Следующие три дня Саша не выходила из комнаты. Как она успела быстро понять: Халу освободили от хозяйственных дел и приказали учить «новенькую» языку. От этого усердия они обе начали нервничать и успели поругаться. Саша даже сказала матерное слово, что за ней водилось редко, но от безысходности помирились и продолжили занятия. По пробуждению нарисовав на стене одиннадцатую черточку, Саша вздохнула и подумала, как там мама. Переживает. Ищет ее. Надо что-то делать. Надо непременно составить план действий. Поговорить с теми мужчинами. Они принимают решения и могут помочь вернуться домой, если захотят, конечно. Предложить им деньги? Да! Созвониться с отцом, живущим в далекой, неизвестной Америке и попросить выкуп за себя. Деньги все любят. Деньги должны помочь.
От этих мыслей ее отвлек встроенный шкаф с дверцами и полочки на противоположной стороне, а также просторный каменный стол и деревянный стул. Этого всего не было. Она ложилась спать, и всего этого не было. Ладно, стол и стул, но выпилить в стене шкаф так чтобы она не проснулась, это как-то слишком нереально. Она вылетела из спальни за ответами на вопросы и наткнулась на Гриса и десяток других также одетых мужчин. На нее в джинсах еще никто не глядел так оценивающе и определенно заинтересованно, как эти незнакомцы. Кто-то поцокал языком и расплылся в улыбке.

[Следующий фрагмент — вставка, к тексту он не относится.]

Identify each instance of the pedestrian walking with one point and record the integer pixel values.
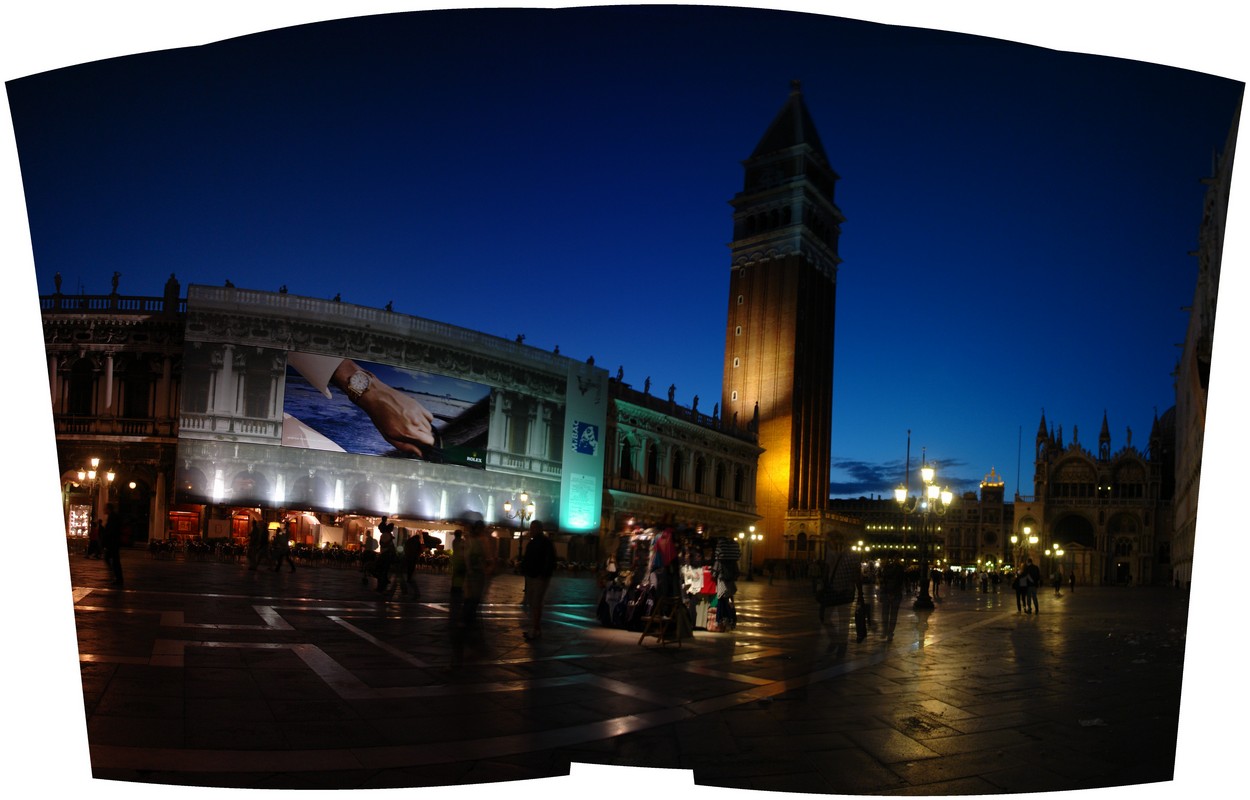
(368, 555)
(110, 543)
(1034, 574)
(1020, 583)
(255, 544)
(538, 565)
(283, 546)
(413, 549)
(94, 549)
(893, 584)
(386, 553)
(456, 565)
(725, 556)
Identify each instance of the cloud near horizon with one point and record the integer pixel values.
(869, 479)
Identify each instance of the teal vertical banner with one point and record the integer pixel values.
(585, 426)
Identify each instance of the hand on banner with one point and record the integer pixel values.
(400, 419)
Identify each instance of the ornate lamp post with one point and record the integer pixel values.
(751, 540)
(523, 513)
(90, 478)
(933, 499)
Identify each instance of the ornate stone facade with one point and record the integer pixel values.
(129, 374)
(114, 365)
(1194, 369)
(1109, 511)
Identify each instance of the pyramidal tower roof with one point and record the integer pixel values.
(793, 126)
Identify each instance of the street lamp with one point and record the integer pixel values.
(751, 540)
(523, 513)
(1021, 544)
(933, 499)
(90, 478)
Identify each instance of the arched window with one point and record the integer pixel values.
(626, 463)
(258, 388)
(136, 391)
(653, 464)
(80, 389)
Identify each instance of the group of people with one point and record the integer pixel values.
(260, 550)
(1025, 583)
(473, 564)
(104, 541)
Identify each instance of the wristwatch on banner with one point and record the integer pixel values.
(358, 385)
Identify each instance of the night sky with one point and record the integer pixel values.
(1018, 218)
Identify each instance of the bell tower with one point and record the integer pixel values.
(779, 339)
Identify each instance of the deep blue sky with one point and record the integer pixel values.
(941, 204)
(1018, 218)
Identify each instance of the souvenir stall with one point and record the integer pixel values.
(651, 564)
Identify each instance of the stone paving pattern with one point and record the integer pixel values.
(204, 673)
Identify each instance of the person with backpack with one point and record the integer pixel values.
(283, 546)
(538, 565)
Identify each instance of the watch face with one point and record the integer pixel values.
(358, 384)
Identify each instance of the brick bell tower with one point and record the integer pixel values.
(779, 339)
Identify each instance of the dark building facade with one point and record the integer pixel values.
(114, 365)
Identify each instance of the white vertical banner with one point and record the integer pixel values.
(585, 424)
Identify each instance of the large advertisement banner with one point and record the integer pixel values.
(301, 403)
(396, 413)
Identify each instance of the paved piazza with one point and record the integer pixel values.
(203, 673)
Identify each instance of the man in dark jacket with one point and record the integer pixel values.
(1034, 574)
(538, 565)
(110, 539)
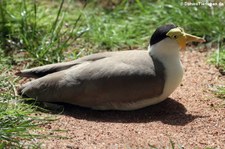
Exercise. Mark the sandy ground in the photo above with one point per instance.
(191, 118)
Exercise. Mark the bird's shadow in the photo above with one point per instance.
(168, 112)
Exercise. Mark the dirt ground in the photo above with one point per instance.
(191, 118)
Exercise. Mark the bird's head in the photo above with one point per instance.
(171, 36)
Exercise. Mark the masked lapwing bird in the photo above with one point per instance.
(123, 80)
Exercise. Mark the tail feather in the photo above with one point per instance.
(41, 71)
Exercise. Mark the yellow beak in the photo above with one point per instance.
(185, 38)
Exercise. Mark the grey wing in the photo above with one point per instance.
(41, 71)
(111, 80)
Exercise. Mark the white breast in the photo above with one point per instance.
(167, 51)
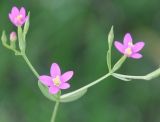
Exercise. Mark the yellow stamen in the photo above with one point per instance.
(128, 51)
(130, 44)
(56, 81)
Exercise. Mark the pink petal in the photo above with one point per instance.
(64, 86)
(23, 11)
(136, 56)
(127, 39)
(119, 46)
(15, 11)
(138, 46)
(53, 90)
(55, 70)
(67, 76)
(46, 80)
(11, 17)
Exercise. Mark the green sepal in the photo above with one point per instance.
(26, 26)
(4, 38)
(21, 40)
(72, 96)
(119, 63)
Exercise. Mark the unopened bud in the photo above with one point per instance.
(13, 36)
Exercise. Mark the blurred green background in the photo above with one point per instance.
(73, 33)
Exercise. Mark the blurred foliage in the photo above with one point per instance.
(73, 33)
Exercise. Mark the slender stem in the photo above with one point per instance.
(30, 65)
(88, 86)
(96, 81)
(55, 111)
(129, 76)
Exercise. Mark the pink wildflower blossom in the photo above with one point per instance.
(18, 17)
(128, 48)
(56, 81)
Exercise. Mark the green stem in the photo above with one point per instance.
(55, 111)
(30, 65)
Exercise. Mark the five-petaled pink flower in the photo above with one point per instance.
(56, 81)
(128, 48)
(18, 17)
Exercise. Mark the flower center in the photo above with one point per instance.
(130, 44)
(56, 81)
(19, 17)
(128, 51)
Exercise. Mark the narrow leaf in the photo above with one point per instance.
(110, 41)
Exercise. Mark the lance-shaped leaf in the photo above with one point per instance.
(45, 92)
(110, 41)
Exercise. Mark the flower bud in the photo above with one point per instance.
(13, 36)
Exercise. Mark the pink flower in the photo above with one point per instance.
(56, 81)
(18, 17)
(13, 36)
(128, 48)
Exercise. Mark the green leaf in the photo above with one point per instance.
(72, 96)
(153, 74)
(45, 92)
(21, 40)
(26, 26)
(119, 63)
(110, 41)
(4, 38)
(110, 37)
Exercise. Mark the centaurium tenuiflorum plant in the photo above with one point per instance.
(52, 85)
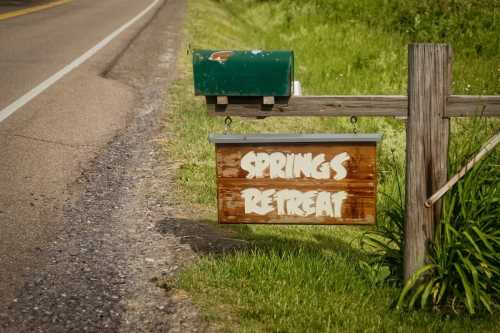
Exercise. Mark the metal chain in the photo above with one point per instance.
(227, 124)
(354, 122)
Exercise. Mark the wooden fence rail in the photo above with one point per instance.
(428, 107)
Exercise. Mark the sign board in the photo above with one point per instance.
(296, 179)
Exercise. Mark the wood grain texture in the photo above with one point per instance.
(392, 106)
(469, 106)
(343, 106)
(360, 183)
(427, 146)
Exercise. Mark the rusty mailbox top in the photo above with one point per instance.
(243, 73)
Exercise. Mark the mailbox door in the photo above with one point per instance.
(243, 73)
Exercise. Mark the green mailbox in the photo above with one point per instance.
(243, 73)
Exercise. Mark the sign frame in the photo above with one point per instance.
(233, 208)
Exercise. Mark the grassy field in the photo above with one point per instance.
(312, 279)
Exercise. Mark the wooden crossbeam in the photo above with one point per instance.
(375, 106)
(345, 106)
(467, 106)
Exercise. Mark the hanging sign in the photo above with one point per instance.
(296, 179)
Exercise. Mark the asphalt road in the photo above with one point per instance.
(45, 145)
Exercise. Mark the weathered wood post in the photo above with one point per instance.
(427, 133)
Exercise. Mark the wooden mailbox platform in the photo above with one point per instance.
(296, 179)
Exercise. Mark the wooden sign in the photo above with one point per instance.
(296, 179)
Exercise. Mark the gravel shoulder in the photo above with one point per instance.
(103, 268)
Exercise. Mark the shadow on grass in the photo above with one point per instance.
(207, 238)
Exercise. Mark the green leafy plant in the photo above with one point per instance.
(463, 270)
(384, 244)
(464, 262)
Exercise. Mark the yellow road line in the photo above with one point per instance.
(32, 9)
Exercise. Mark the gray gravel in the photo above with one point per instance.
(102, 267)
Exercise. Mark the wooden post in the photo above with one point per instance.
(427, 133)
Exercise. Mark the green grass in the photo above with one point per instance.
(312, 279)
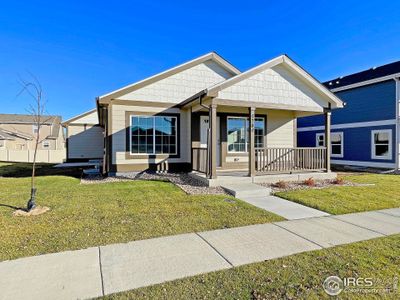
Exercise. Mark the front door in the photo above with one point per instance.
(203, 136)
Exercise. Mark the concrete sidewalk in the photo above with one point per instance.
(288, 209)
(114, 268)
(260, 196)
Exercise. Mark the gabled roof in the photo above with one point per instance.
(366, 75)
(140, 84)
(65, 123)
(27, 119)
(285, 60)
(55, 121)
(10, 135)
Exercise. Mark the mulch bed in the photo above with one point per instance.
(187, 183)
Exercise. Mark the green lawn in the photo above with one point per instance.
(347, 199)
(88, 215)
(298, 276)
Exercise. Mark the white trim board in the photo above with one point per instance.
(363, 163)
(350, 125)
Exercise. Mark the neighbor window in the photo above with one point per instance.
(153, 135)
(381, 143)
(238, 139)
(45, 144)
(320, 140)
(337, 144)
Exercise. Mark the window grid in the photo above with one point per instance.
(238, 134)
(337, 144)
(153, 135)
(381, 144)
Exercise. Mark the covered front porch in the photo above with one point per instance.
(245, 127)
(243, 142)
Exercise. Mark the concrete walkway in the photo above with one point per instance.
(114, 268)
(261, 197)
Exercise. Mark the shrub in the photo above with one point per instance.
(281, 184)
(338, 180)
(309, 182)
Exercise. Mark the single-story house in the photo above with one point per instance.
(18, 138)
(366, 132)
(84, 136)
(207, 116)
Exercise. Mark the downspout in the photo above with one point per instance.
(208, 135)
(397, 134)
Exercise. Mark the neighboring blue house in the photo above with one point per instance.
(366, 131)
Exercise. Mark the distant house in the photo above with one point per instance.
(17, 138)
(366, 132)
(85, 139)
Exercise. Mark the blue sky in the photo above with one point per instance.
(83, 49)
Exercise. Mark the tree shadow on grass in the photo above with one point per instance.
(21, 170)
(12, 207)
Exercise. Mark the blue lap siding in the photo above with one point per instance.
(364, 104)
(370, 103)
(356, 143)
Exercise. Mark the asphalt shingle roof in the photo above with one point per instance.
(373, 73)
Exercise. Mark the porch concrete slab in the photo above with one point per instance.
(287, 209)
(142, 263)
(256, 243)
(391, 211)
(328, 231)
(65, 275)
(379, 222)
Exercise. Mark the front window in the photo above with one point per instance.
(381, 144)
(320, 140)
(238, 138)
(153, 135)
(337, 144)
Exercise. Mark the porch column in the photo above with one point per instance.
(213, 140)
(328, 140)
(252, 153)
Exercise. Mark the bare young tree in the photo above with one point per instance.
(37, 110)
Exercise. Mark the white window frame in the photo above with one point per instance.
(45, 142)
(316, 139)
(373, 153)
(245, 132)
(341, 144)
(154, 136)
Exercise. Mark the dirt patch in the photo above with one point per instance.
(185, 182)
(318, 184)
(38, 210)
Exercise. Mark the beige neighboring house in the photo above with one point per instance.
(17, 138)
(85, 137)
(208, 117)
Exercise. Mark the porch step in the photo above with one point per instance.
(239, 190)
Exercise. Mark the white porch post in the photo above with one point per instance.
(328, 140)
(252, 154)
(213, 140)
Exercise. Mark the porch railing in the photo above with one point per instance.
(280, 160)
(199, 160)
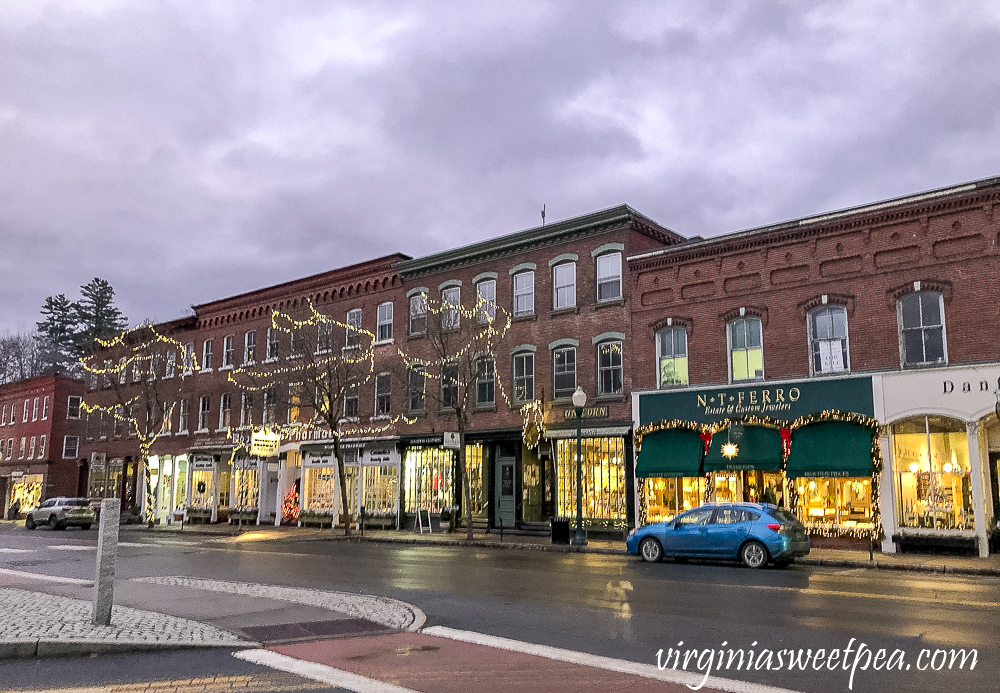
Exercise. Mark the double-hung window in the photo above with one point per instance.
(415, 396)
(228, 351)
(609, 368)
(250, 347)
(206, 354)
(418, 314)
(451, 304)
(828, 339)
(486, 298)
(353, 328)
(384, 322)
(746, 351)
(524, 376)
(485, 381)
(564, 371)
(671, 354)
(564, 285)
(921, 329)
(383, 392)
(524, 294)
(609, 277)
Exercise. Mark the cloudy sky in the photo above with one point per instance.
(187, 151)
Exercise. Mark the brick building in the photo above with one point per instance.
(40, 434)
(567, 292)
(888, 310)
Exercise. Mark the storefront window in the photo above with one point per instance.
(428, 479)
(839, 502)
(380, 490)
(474, 468)
(930, 457)
(28, 490)
(666, 498)
(603, 478)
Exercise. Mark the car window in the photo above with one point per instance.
(700, 516)
(729, 516)
(784, 516)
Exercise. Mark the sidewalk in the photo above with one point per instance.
(960, 565)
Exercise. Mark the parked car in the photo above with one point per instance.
(60, 513)
(754, 533)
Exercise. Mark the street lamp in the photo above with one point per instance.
(579, 401)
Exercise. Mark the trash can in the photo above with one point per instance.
(560, 531)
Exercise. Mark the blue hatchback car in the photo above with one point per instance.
(754, 533)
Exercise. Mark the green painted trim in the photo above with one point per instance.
(565, 257)
(607, 248)
(563, 342)
(609, 336)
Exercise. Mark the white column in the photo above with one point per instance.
(887, 497)
(976, 480)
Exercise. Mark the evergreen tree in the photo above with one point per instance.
(57, 335)
(96, 315)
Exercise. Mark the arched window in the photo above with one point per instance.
(921, 329)
(671, 356)
(746, 350)
(828, 340)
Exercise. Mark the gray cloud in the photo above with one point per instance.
(188, 151)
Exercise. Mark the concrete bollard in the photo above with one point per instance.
(107, 550)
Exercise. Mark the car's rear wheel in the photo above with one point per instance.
(754, 554)
(650, 550)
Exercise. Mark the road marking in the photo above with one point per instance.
(49, 578)
(649, 671)
(319, 672)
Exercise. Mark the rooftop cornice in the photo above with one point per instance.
(873, 214)
(586, 224)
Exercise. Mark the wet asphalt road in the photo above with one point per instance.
(615, 606)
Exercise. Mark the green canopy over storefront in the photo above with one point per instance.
(830, 448)
(759, 448)
(673, 452)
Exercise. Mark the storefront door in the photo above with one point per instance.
(506, 501)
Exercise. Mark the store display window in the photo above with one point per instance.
(931, 472)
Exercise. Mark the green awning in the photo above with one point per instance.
(831, 448)
(759, 448)
(673, 452)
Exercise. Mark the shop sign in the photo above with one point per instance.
(264, 443)
(381, 457)
(778, 401)
(202, 462)
(587, 413)
(964, 392)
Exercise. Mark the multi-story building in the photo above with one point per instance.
(40, 434)
(567, 292)
(887, 311)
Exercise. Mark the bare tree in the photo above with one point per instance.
(310, 383)
(139, 376)
(458, 357)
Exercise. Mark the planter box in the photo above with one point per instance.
(960, 546)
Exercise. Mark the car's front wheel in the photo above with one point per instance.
(754, 554)
(650, 550)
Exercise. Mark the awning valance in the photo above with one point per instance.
(673, 452)
(759, 448)
(831, 448)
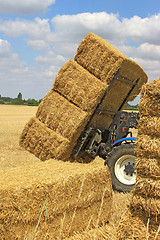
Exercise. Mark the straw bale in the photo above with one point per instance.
(136, 225)
(147, 187)
(63, 197)
(151, 89)
(43, 142)
(79, 86)
(103, 61)
(110, 105)
(149, 107)
(149, 126)
(106, 232)
(149, 205)
(148, 167)
(62, 116)
(148, 146)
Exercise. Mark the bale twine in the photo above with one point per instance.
(142, 219)
(52, 200)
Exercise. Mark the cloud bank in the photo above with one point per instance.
(24, 7)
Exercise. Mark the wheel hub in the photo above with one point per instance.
(129, 168)
(125, 169)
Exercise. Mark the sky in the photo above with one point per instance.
(37, 37)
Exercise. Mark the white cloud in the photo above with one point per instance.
(143, 29)
(24, 7)
(136, 37)
(39, 45)
(4, 48)
(38, 28)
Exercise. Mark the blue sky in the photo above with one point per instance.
(37, 37)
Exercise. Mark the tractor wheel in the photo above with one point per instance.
(122, 164)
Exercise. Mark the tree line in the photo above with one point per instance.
(19, 101)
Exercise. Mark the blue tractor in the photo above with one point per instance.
(115, 143)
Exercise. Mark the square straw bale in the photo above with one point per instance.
(136, 225)
(148, 205)
(147, 187)
(43, 142)
(149, 126)
(110, 104)
(148, 146)
(54, 199)
(79, 86)
(149, 106)
(148, 167)
(103, 60)
(62, 116)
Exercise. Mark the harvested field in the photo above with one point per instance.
(142, 220)
(79, 86)
(103, 61)
(12, 122)
(22, 170)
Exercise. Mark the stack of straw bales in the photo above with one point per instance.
(142, 220)
(53, 200)
(77, 91)
(103, 61)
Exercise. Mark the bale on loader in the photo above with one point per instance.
(80, 96)
(103, 60)
(52, 200)
(79, 86)
(142, 219)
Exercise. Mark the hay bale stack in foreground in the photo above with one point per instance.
(78, 95)
(142, 220)
(52, 200)
(103, 60)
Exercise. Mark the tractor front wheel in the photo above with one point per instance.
(122, 164)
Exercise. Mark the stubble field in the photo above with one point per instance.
(12, 122)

– Пойдем, – доброжелательно сказал Грис и внимательно пригляделся, поняла ли Саша. Казалось бы только что она думала о переговорах, но сейчас осторожно спросила: – Куда?
– Туда, – сказал Грис и рукой и указал дальше по коридору.
– Туда?, – чуть испуганно переспросила Саша.
– Туда, – подтвердил Грис, а остальные мужчины просто прыснули от смеха. И тут Саша поняла, что очень долго не слышала смеха. В этой тишине новых слов и грустных песен, которые то и дело заводили в госпитале, никто не смеялся. Никто. Как будто вовсе и не умел этого делать. А они смеялись. По-доброму, весело, так что Саша сама рассмеялась и согласилась идти «туда не знаю куда, за тем, не знаю зачем». Прямо как в сказке. Скоро попрощавшись с бангки, она последовала за вестниками. Так Хала называла этих мужчин. А еще называла их риспийцами и драгэти, особо не понимая различий. Разве что драгэти умели творить чудеса. Так она сказала, протянув слово чудеса и долго объясняя значение слова. Придется самой разбираться, кто чем отличается.